PostgreSQL 9.5 – What's new; what's better?
An Eye for Details
PostgreSQL 9.5 contains more than 100 changes, including dozens of performance improvements. The first highlight in PostgreSQL 9.5 is the extension of the INSERT
command to include the ON CONFLICT DO UPDATE
clause, which lets you stipulate that an UPDATE
is performed instead of an INSERT
if the line to be inserted already exists. This behavior is also known as "UPSERT."
UPSERT
In practical applications, the UPSERT case occurs quite often, but users of PostgreSQL previously had to implement the solution manually as a stored procedure or rely on the logic in the client application. The difficulty originates with the defaults in the SQL standard and other database systems, which cause considerable technical problems unacceptable to the PostgreSQL developers [1]. Although the logic of an UPSERT is quite simple, it becomes complicated if this logic needs to deliver high performance in parallel operations without generating deadlocks or sporadic, unique constraint errors, which is very much the case with other implementations.

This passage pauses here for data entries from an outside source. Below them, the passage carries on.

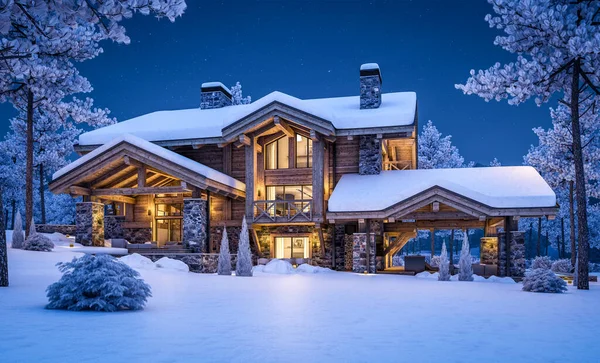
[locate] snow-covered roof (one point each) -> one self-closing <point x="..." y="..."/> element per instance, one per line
<point x="215" y="84"/>
<point x="496" y="187"/>
<point x="397" y="109"/>
<point x="369" y="66"/>
<point x="159" y="151"/>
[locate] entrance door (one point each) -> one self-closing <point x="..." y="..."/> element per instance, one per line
<point x="292" y="247"/>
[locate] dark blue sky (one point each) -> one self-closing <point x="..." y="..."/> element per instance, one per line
<point x="312" y="50"/>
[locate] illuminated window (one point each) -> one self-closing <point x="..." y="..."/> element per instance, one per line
<point x="292" y="247"/>
<point x="277" y="154"/>
<point x="303" y="152"/>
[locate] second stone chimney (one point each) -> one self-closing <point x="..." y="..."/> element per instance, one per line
<point x="214" y="95"/>
<point x="370" y="86"/>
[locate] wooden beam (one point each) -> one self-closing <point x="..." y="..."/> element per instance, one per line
<point x="75" y="190"/>
<point x="314" y="136"/>
<point x="244" y="140"/>
<point x="119" y="198"/>
<point x="141" y="176"/>
<point x="283" y="126"/>
<point x="141" y="191"/>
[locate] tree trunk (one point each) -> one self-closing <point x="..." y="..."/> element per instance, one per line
<point x="13" y="205"/>
<point x="572" y="222"/>
<point x="3" y="251"/>
<point x="539" y="245"/>
<point x="42" y="198"/>
<point x="580" y="193"/>
<point x="29" y="166"/>
<point x="562" y="229"/>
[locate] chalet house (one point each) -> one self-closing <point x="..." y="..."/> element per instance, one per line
<point x="332" y="181"/>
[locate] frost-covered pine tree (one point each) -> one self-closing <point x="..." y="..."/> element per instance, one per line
<point x="224" y="267"/>
<point x="243" y="266"/>
<point x="465" y="272"/>
<point x="437" y="152"/>
<point x="18" y="237"/>
<point x="444" y="269"/>
<point x="236" y="95"/>
<point x="556" y="45"/>
<point x="100" y="283"/>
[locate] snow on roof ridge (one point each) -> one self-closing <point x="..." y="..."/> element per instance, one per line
<point x="158" y="151"/>
<point x="369" y="66"/>
<point x="497" y="187"/>
<point x="215" y="84"/>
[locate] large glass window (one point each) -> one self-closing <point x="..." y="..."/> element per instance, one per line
<point x="292" y="247"/>
<point x="277" y="154"/>
<point x="303" y="152"/>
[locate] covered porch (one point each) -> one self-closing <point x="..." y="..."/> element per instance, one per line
<point x="389" y="209"/>
<point x="135" y="190"/>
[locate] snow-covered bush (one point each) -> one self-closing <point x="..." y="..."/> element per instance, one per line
<point x="18" y="237"/>
<point x="543" y="280"/>
<point x="542" y="262"/>
<point x="100" y="283"/>
<point x="224" y="267"/>
<point x="243" y="265"/>
<point x="562" y="266"/>
<point x="37" y="241"/>
<point x="444" y="274"/>
<point x="465" y="272"/>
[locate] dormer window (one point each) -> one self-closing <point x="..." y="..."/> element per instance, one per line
<point x="277" y="154"/>
<point x="303" y="152"/>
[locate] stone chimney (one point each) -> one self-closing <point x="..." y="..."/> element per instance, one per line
<point x="370" y="86"/>
<point x="214" y="95"/>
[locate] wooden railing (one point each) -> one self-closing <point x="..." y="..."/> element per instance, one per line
<point x="298" y="210"/>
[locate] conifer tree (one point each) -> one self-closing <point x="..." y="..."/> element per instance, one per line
<point x="224" y="267"/>
<point x="465" y="272"/>
<point x="243" y="265"/>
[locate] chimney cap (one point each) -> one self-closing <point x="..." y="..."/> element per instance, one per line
<point x="370" y="69"/>
<point x="214" y="87"/>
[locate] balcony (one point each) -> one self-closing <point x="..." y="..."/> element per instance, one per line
<point x="280" y="211"/>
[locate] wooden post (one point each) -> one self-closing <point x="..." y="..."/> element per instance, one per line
<point x="317" y="178"/>
<point x="250" y="161"/>
<point x="432" y="232"/>
<point x="539" y="244"/>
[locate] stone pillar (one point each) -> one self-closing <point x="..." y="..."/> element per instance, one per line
<point x="89" y="221"/>
<point x="517" y="253"/>
<point x="359" y="253"/>
<point x="489" y="250"/>
<point x="369" y="155"/>
<point x="194" y="224"/>
<point x="112" y="226"/>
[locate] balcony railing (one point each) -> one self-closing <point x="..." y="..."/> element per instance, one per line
<point x="273" y="211"/>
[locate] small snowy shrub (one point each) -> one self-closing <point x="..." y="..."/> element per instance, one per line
<point x="100" y="283"/>
<point x="18" y="236"/>
<point x="243" y="266"/>
<point x="543" y="280"/>
<point x="37" y="241"/>
<point x="444" y="274"/>
<point x="541" y="262"/>
<point x="562" y="266"/>
<point x="224" y="267"/>
<point x="465" y="272"/>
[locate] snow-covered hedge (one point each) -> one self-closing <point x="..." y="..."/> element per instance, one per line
<point x="99" y="283"/>
<point x="38" y="242"/>
<point x="562" y="266"/>
<point x="543" y="280"/>
<point x="542" y="262"/>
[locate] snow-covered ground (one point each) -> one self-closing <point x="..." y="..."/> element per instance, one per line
<point x="307" y="317"/>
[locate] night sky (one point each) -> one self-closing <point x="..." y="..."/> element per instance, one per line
<point x="313" y="50"/>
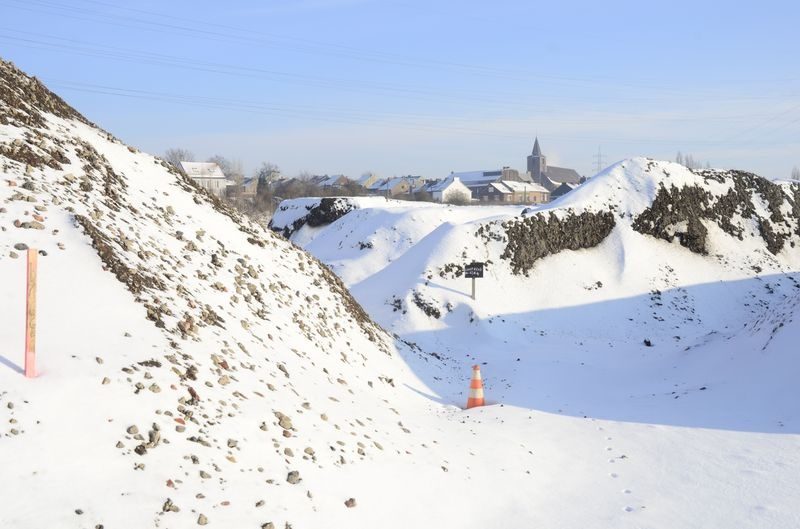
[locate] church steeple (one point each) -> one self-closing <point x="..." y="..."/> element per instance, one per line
<point x="537" y="163"/>
<point x="536" y="150"/>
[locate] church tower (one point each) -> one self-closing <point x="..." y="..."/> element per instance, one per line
<point x="537" y="163"/>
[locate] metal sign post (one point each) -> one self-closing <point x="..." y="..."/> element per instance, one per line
<point x="30" y="316"/>
<point x="472" y="271"/>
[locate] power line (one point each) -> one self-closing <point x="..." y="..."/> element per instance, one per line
<point x="598" y="159"/>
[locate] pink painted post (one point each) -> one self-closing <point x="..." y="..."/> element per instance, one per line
<point x="30" y="316"/>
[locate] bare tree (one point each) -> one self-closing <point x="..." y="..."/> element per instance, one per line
<point x="231" y="168"/>
<point x="689" y="161"/>
<point x="457" y="198"/>
<point x="177" y="155"/>
<point x="269" y="172"/>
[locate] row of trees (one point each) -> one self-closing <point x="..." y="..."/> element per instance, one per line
<point x="689" y="161"/>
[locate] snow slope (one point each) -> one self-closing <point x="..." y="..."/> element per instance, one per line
<point x="710" y="407"/>
<point x="240" y="360"/>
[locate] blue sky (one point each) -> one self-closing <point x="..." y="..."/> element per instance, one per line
<point x="423" y="87"/>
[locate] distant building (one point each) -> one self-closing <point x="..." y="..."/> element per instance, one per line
<point x="449" y="189"/>
<point x="562" y="190"/>
<point x="209" y="176"/>
<point x="367" y="180"/>
<point x="549" y="177"/>
<point x="396" y="186"/>
<point x="249" y="187"/>
<point x="333" y="181"/>
<point x="511" y="192"/>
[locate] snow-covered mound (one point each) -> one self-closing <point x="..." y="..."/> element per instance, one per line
<point x="193" y="367"/>
<point x="654" y="295"/>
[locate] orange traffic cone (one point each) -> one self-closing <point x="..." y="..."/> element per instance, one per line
<point x="475" y="388"/>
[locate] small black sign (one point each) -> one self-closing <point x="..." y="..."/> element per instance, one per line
<point x="473" y="270"/>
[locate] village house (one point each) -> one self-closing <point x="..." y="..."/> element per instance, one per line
<point x="209" y="176"/>
<point x="512" y="192"/>
<point x="367" y="179"/>
<point x="562" y="190"/>
<point x="335" y="181"/>
<point x="451" y="189"/>
<point x="396" y="186"/>
<point x="549" y="176"/>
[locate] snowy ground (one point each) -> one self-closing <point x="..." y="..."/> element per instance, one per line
<point x="700" y="430"/>
<point x="241" y="360"/>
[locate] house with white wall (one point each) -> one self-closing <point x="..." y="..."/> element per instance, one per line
<point x="209" y="176"/>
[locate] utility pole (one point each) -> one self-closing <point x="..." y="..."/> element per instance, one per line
<point x="598" y="160"/>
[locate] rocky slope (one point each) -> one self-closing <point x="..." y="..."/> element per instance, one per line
<point x="194" y="368"/>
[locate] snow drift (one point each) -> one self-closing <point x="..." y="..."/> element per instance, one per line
<point x="196" y="369"/>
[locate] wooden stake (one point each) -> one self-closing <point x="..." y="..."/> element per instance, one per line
<point x="30" y="316"/>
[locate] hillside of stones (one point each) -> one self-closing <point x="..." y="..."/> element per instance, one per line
<point x="266" y="367"/>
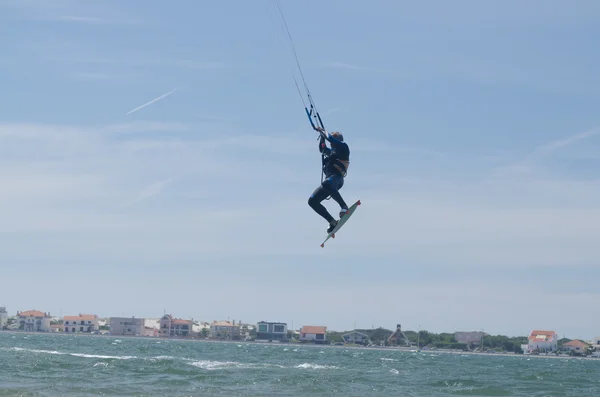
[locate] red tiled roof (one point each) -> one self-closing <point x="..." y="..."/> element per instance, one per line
<point x="81" y="317"/>
<point x="32" y="313"/>
<point x="180" y="321"/>
<point x="576" y="343"/>
<point x="313" y="329"/>
<point x="537" y="335"/>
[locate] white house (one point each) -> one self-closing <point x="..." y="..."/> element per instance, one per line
<point x="596" y="346"/>
<point x="170" y="326"/>
<point x="543" y="341"/>
<point x="355" y="337"/>
<point x="576" y="346"/>
<point x="271" y="331"/>
<point x="82" y="323"/>
<point x="469" y="338"/>
<point x="3" y="317"/>
<point x="34" y="321"/>
<point x="127" y="326"/>
<point x="313" y="333"/>
<point x="225" y="330"/>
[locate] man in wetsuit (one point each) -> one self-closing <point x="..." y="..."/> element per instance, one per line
<point x="335" y="166"/>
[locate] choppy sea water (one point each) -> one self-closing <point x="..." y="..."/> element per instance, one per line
<point x="67" y="365"/>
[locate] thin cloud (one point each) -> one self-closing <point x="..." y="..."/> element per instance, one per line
<point x="73" y="18"/>
<point x="527" y="163"/>
<point x="92" y="76"/>
<point x="370" y="69"/>
<point x="554" y="146"/>
<point x="149" y="191"/>
<point x="151" y="102"/>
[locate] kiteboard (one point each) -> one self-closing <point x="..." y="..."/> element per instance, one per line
<point x="341" y="222"/>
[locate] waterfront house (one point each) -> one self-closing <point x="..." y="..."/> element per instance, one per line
<point x="34" y="321"/>
<point x="596" y="346"/>
<point x="225" y="330"/>
<point x="170" y="326"/>
<point x="398" y="337"/>
<point x="470" y="338"/>
<point x="81" y="323"/>
<point x="356" y="337"/>
<point x="3" y="317"/>
<point x="271" y="331"/>
<point x="542" y="341"/>
<point x="313" y="333"/>
<point x="127" y="326"/>
<point x="576" y="346"/>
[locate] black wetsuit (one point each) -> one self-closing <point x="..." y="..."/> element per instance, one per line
<point x="335" y="167"/>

For these reasons, the PostgreSQL project decided specifically to design a separate syntax with its own semantics. In this example, a table stores subscriptions from a service with a user ID, the subscription type, and the start and end dates:
CREATE TABLE subscriptions ( user_id int NOT NULL, subscription_type text NOT NULL, started date NOT NULL, expires date NOT NULL, PRIMARY KEY (user_id, subscription_type) );
An UPSERT operation is now required to either insert a new entry or update an existing entry. Previously, developers needed to rely on a loop that performed INSERT
or UPDATE
operations until one of them worked without error. You could do this, for example, with a PL/pgSQL function of the type shown in Listing 1. The loop is necessary in this example because another connection could add a conflicting line between the UPDATE
and the INSERT
.
Listing 1
UPSERT Replacement
01 CREATE FUNCTION set_subscription(in_user_id int, in_subscription_type text, in_started date, in_expires date) RETURNS void 02 LANGUAGE plpgsql 03 STRICT 04 AS $$ 05 BEGIN 06 <<upsert>> 07 LOOP 08 UPDATE subscriptions 09 SET (started, expires) = (in_started, in_expires) 10 WHERE (user_id, subscription_type) = (in_user_id, in_subscription_type); 11 EXIT upsert WHEN FOUND; 12 BEGIN 13 INSERT INTO subscriptions (user_id, subscription_type, started, expires) 14 VALUES (in_user_id, in_subscription_type, in_started, in_expires); 15 EXIT upsert; 16 EXCEPTION WHEN unique_violation THEN 17 END 18 END LOOP; 19 $$;
The logic of Listing 1 can be shortened to a single command with an UPSERT, as shown in Listing 2. The command initially comprises a normal INSERT
, followed by an ON CONFLICT
clause describing the conflict and the action to be performed. In this typical case, the conflict relates to the potential ambiguity of the primary key as soon as an attempt is made to insert the same user with the same subscription once again. The action is an UPDATE
command.
Listing 2
With UPSERT Command
01 INSERT INTO subscriptions (user_id, subscription_type, started, expires) 02 VALUES (in_user_id, in_subscription_type, in_started, in_expires) 03 ON CONFLICT (user_id, subscription_id) 04 DO UPDATE SET (started, expires) = (in_started, in_expires);
As you can see, the new command saves a great deal of code and offers better performance by avoiding the problem of DIY implementations, which need to be anticipated for cases in which the action fails in other connections.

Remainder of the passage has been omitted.